Manson spent years in prison before leading his pseudo-religious cult in the late ’60s. Manson, a wannabe musician, had studied both religion and tools of influence which he used to manipulate the mostly middle-class girls he preyed on.

Photo credit: Bettmann - Getty Images
Photo credit: Bettmann - Getty Images

“He just made you feel good about yourself. He gave women what they needed and wanted in a lot of different ways,” Share said on the Australian version of 60 Minutes earlier this year. “I thought he was the closest thing to Jesus. I didn’t think he was actually Jesus Christ. He just seemed like he knew everything and he seemed at peace and happy all the time so we listened to everything he said like it was gospel.”

Manson, Share and the rest of the followers moved onto the ranch of former cowboy actor George Spahn in the late 1960s. To pay for room and board, the women did chores around the ranch.

It was Share who enticed 19-year-old Leslie Van Houten to join the group, Share later said in testimony about Van Houten. Van Houten later became one of the followers charged with murdering at the direction of Manson.

The ranch grew to have about 100 residents following the teachings of Manson. He used his influence to spew hatred and eventually inspire violence. Manson, a virulent racist, convinced his followers a race war was on the horizon.

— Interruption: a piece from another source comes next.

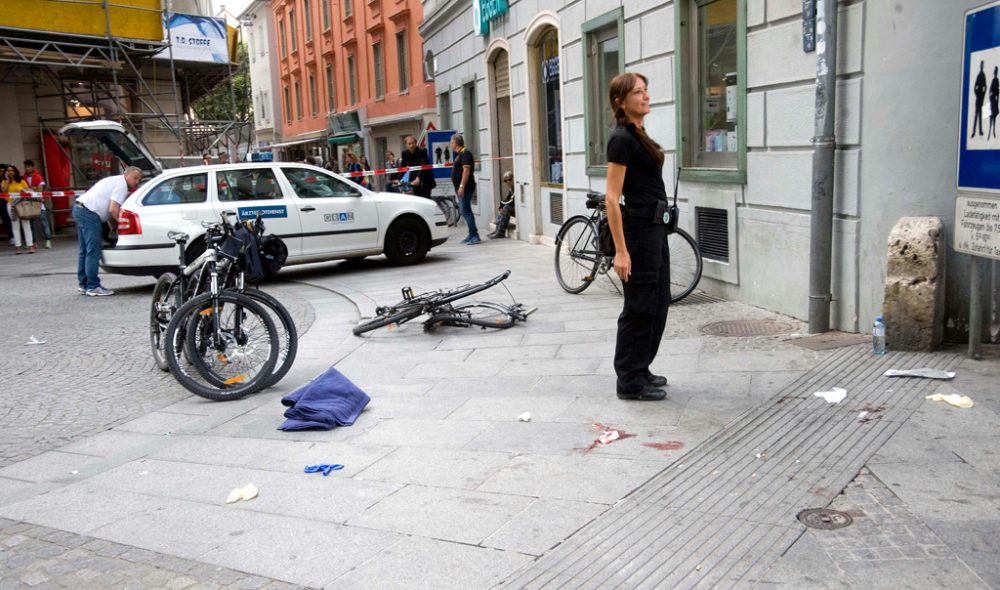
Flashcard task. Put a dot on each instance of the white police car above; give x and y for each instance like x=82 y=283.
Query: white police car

“It was just a very slow all-for-one and one-for-all and then it became that we needed to survive because something terrible was going to come down,” Share said on the Australian 60 Minutes. “There was going to be a race war and everyone was going to fight everyone.”

To ignite his doomsday scenario in which white people and black people would be pitted against one another, which he dubbed Helter Skelter, Manson ordered four of his followers to kill everyone at 10050 Cielo Drive, which included Tate, who was eight and a half months pregnant, hair stylist Jay Sebring, Steven Parent, Abigail Folger, and Voytek Frykowski. They attempted to stage the crime scene in such a way that would convince the authorities members of the Black Panthers were the perpetrators.

Share wasn’t a part of the murders that night, or the killing of Leno and Rosemary LaBianca, which followed.

Photo credit: Wally Fong/AP/Shutterstock - Shutterstock
Photo credit: Wally Fong/AP/Shutterstock - Shutterstock

Afterwards, however, she went to the courthouse in support of Manson and those being charged. Share and the other supporters were kicked out of the courthouse, so they moved their vigil to the street corner.

“Of course everything was about Charlie on the corner, so it was about getting Charlie out,” Share says in the special. “He was the person who didn’t mind who got thrown under the bus, who gets killed, who gets blamed, as long as he survives. It’s pure self preservation.”

Manson, Tex Watson, Patricia Krenwinkel, Susan Atkins, and Van Houten went to prison for the murders. Manson died in prison in 2017.

Today, Share says she feels “very, very bad” for the victims and their families. In other interviews, she’s painted her former “family” members-turned-murderers as victims, as well. Share testified at Van Houten's 2017 parole hearing, BBC reported, saying Manson wouldn't let followers leave the ranch and that he threatened violence.

"Manson made a lot of victims besides the ones he killed," Share said in 2009. "He destroyed lives. There are people sitting in prison who wouldn't be there except for him. He took all of our lives."